CD137L-stimulated dendritic cells are more potent than conventional dendritic cells at eliciting cytotoxic T-cell responses.

Dendritic cells (DCs) are highly potent initiators of adaptive immune responses and, as such, represent promising tools for immunotherapeutic applications. Despite their potential, the current efficacy of DC-based immunotherapies is poor. CD137 ligand (CD137L) signaling has been used to derive a novel type of DCs from human peripheral blood monocytes, termed CD137L-DCs. Here, we report that CD137L-DCs induce more potent cytotoxic T-cell responses than classical DCs (cDCs).

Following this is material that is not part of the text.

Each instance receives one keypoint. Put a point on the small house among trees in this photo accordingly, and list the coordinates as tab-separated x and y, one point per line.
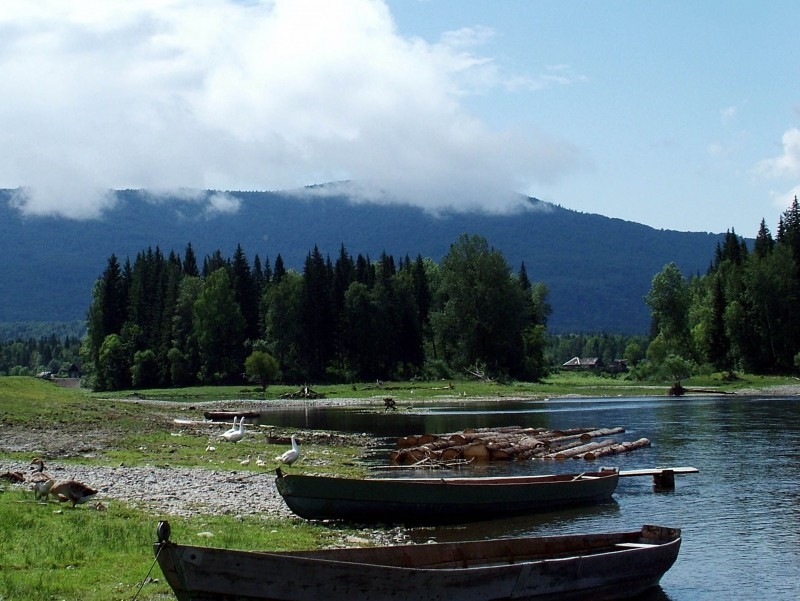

Furthermore, in exploring several DC maturation factors for their ability to enhance the potency of CD137L-DCs, we found the combination of interferon γ (IFNγ) and the mixed Toll-like receptor (TLR)7/8 agonist R848, to display the highest efficacy in potentiating the T-cell co-stimulatory activity of CD137L-DCs. Of particular importance, CD137L-DCs were found to be more efficient than cDCs in activating autologous T cells targeting the cytomegalovirus (CMV)-derived protein pp65. Specifically, CD137L-DC-stimulated T cells were found to secrete higher levels of IFNγ and killed 2-3 times more HLA-matched, pp65-pulsed target cells than T cells activated by cDCs. Finally, in addition to stimulating CD8+ T cells, CD137L-DCs efficiently activated CD4+ T cells. Taken together, these findings demonstrate the superior potency of CD137L-stimulated DCs in activating CMV-specific, autologous T cells, and encourage the further development of CD137L-DCs for antitumor immunotherapy.